In an email to supporters this afternoon, Hart singles out Ward 7 Councilmember Yvette Alexander, who endorsed White yesterday. Hart campaign manager Samantha Hicks tells LL that Hart tried to set up a meeting to seek Alexander’s endorsement, but never got a chance to make his case.

“That endorsement was made without meeting with each candidate in the field, before any public forums or debates involving candidates had occurred, and before the true campaign season had even started,” Hart writes in his email.

LL’s not sure how Hart, an Adams Morgan Advisory Neighborhood Commissioner, could have won over Alexander with just a meeting. Nevertheless, his email implies that endorsements for White from Alexander and Ward 5’s Kenyan McDuffie amounted to “back-door dealings and picking favorites.”

Hart even includes a portion on how he would endorse candidates if he were on the Council:

If elected to the DC Council, I will advocate for honesty and transparency, and I will engage in a fair and open process if I choose to endorse a candidate in an election: I will do my best to hear the candidates speak at a forum or debate, to understand their positions and weigh their convictions, and to accept a meeting with any candidate who requests it.

Hart ends with a jab at White’s expansive proposal to ban all campaign contributions from both corporations and individuals.

“There has been talk recently by at least one other candidate of clean elections in future, hypothetical elections,” Hart writes. “Let’s start with a clean election in this election.”

LL doubts it’ll be much comfort to Hart, but there’s good evidence that Council endorsements don’t matter in the District.

Consider the fate of 2011 at-large candidate Sekou Biddle, who scored endorsements from Alexander and six other councilmembers. Despite getting the thumbs-up from the Council and another endorsement from Vince Gray, though, Biddle came in only third in his special election.

Hart’s email:

I write this statement with substantial concern for the current honesty and integrity of the At-Large election for DC City Council.

Yesterday, a second councilmember endorsed a candidate in the At-large race. That endorsement was made without meeting with each candidate in the field, before any public forums or debates involving candidates had occurred, and before the true campaign season had even started.

A number of organizations, to their credit, endorse candidates through a transparent process of questionnaires and interviews. This is an important process that at least allows them to hear from the various candidates and make an informed decision. Shouldn’t we expect our public officials, with arguably more sway, to engage in a similar process?

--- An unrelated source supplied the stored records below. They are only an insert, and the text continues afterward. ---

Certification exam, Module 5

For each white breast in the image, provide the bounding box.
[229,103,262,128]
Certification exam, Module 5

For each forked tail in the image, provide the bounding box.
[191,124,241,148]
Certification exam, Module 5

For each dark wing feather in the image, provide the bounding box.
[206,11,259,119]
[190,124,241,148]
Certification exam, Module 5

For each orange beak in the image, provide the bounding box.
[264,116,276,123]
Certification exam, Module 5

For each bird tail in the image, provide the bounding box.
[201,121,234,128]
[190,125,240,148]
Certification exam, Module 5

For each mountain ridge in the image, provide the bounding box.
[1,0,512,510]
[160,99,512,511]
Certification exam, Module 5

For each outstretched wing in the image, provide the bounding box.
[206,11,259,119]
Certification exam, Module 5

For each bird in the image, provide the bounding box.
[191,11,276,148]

Otherwise, we are left with the old politics as usual, with back-door dealings and picking favorites, not the new government of transparency and fairness that we seek. Most agree that, instead, we should strive to elect public officials based on the merits of their ideas, the strength of their records, and the power of their convictions. If elected to the DC Council, I will advocate for honesty and transparency, and I will engage in a fair and open process if I choose to endorse a candidate in an election: I will do my best to hear the candidates speak at a forum or debate, to understand their positions and weigh their convictions, and to accept a meeting with any candidate who requests it. I will take this same honest and diligent approach to legislation and other matters before the Council.

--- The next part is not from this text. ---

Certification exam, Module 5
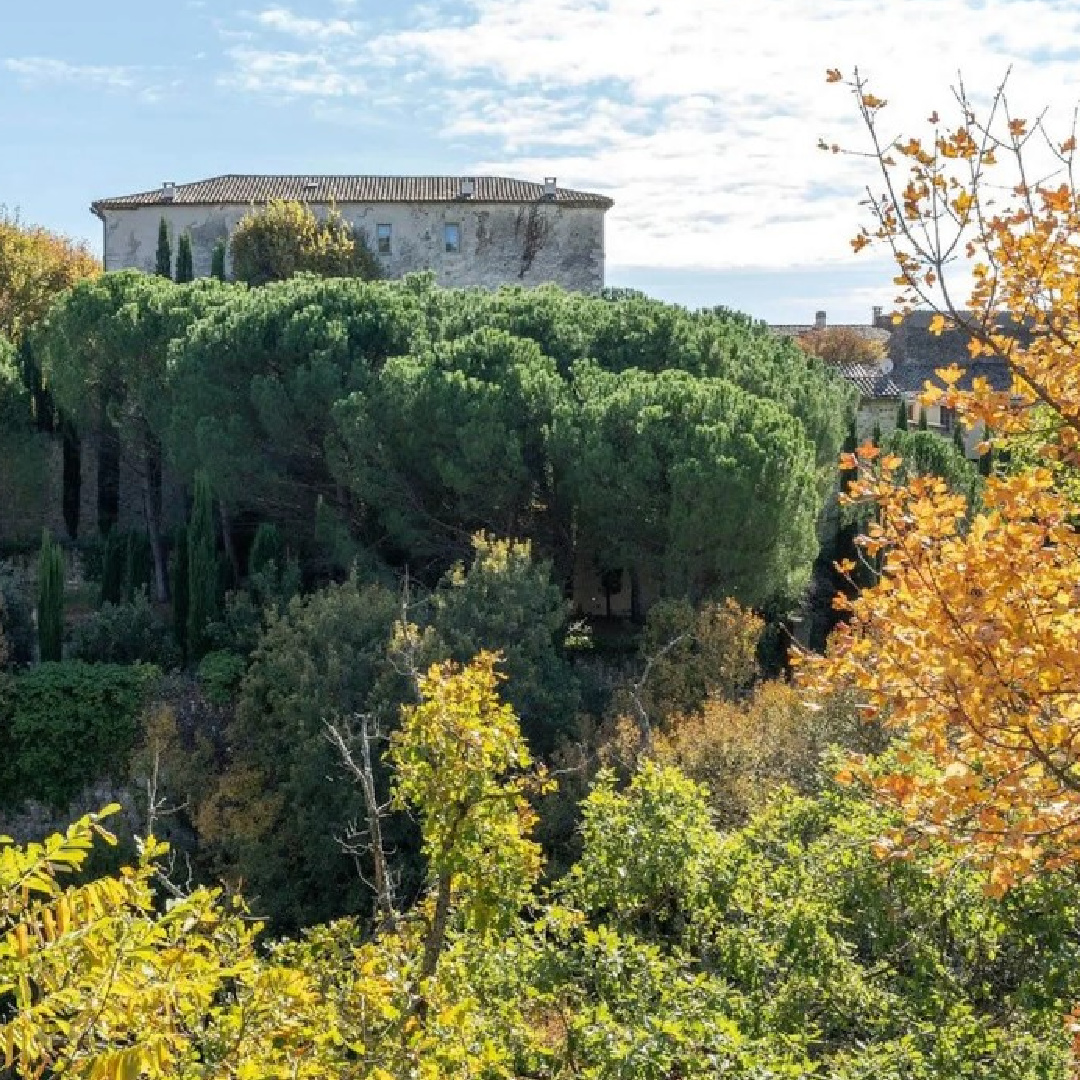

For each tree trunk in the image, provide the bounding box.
[421,872,453,982]
[629,565,644,625]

These issues ring especially true in our nation’s capital, where citizens have fought for many years to be treated fairly and transparently by Congress and enjoy greater self-governance and local autonomy, and to this day, fight for their voices to be heard in the halls of Congress.

The public should have a real choice in this election, with debates, forums and public discourse. Voters will then have an opportunity to evaluate for themselves which candidate they think would best represent their interests and serve the public good. There has been talk recently by at least one other candidate of clean elections in future, hypothetical elections. Let’s start with a clean election in this election.